Filming began in November 2014, and ended by March 2015. The film takes place prominently in an apartment in the slums of Pattinapakkam, Chennai, as Ajay wanted to avoid the clichéd trope of horror films being set in places like East Coast Road. Due to the difficulties of shooting in an apartment room, a set was created.

== Soundtrack ==
The songs was composed by Keba Jeremiah and released via Orange Music.

Track listing
| No. | Title | Lyrics | Singer(s) | Length |
|---|---|---|---|---|
| 1. | "Vaada Vaa Machi" | Na. Muthukumar | Anirudh Ravichander | 4:35 |
| 2. | "Dummy Piece – U" | Arunraja Kamaraj | D. Imman | 3:11 |
| 3. | "Trap of the Beast" | Arunraja Kamaraj | Ranina Reddy, Arunraja Kamaraj | 3:30 |
| 4. | "The Mystery Unfolds" (Instrumental) | – | Andrea Jeremiah | 3:52 |
| 5. | "The Curse of Demonte" (Instrumental) | – | – | 3:05 |
| Total length: |  |  |  | 18:13 |

== Release ==
Demonte Colony was released in theatres on 22 May 2015. It was distributed by Sri Thenandal Films in Tamil Nadu.

=== Critical reception ===
Malini Mannath of The New Indian Express wrote, "Brilliantly written and executed, gripping and refreshing, Demonte Colony is a must watch for lovers of the genre". Sify wrote, "Demonte Colony does sincere attempt to scare us and seriously it is one of the well written, superbly executed horror thrillers in recent times that keep us engaged throughout its crisp running time of 116 minutes". Anupama Subramanian of Deccan Chronicle wrote, "what really shines are the foundations and technical execution of the film: writing, narration, pacing (although first half drags a bit), lighting, cameras, and sound", calling the film "a scary and entertaining affair that promises to surprise and amuse you".

M. Suganth of The Times of India gave the film 3 stars out of 5 and wrote, "R Ajay Gnanamuthu's Demonte Colony is a refreshing change – it is a pure horror film with no frills attached...and this alone makes us want to appreciate the director....But despite the visual flair, Demonte Colony at times gets bogged down by predictability and the lack of a genuine sense of dread". S. Saraswathi of Rediff.com gave the same rating, stating, "Almost entirely shot in a single room with no gruesome ghosts or unnecessary build up, the director has skilfully created the eerie atmosphere, with incessant rain, a subtle aura of menace, unsophisticated characters and underlying hint of truth.

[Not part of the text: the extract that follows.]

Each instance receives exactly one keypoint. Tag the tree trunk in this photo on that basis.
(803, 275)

The film is undoubtedly a fine attempt by the debutant director". Sudhir Srinivasan of The Hindu wrote, "you could make a case for Demonte Colony being a brave debut for R Ajay Gnanamuthu...He wants to shake you up and leave you walking out nervously, petrified of the dark and the dead. But he needed something more: new ideas to show the horrors unleashed by the evil spirit. The ones he uses aren't enough".

=== Box office ===
Demonte Colony opened at the number one position at the Chennai box office, with an opening weekend gross of ₹64 lakh. Initially released in 250 screens in Tamil Nadu, this was increased to 280 after the film's opening. The film's closing collections were nearly ₹17 crore.

== Sequels ==
A sequel titled Demonte Colony 2 was released in 2024, with Ajay Gnanamuthu returning as the director and Arulnithi reprising his role. Ajay also announced his plans for a third and fourth film in the series. Demonte Colony 3 began filming in July 2025, and is scheduled to release in 2026.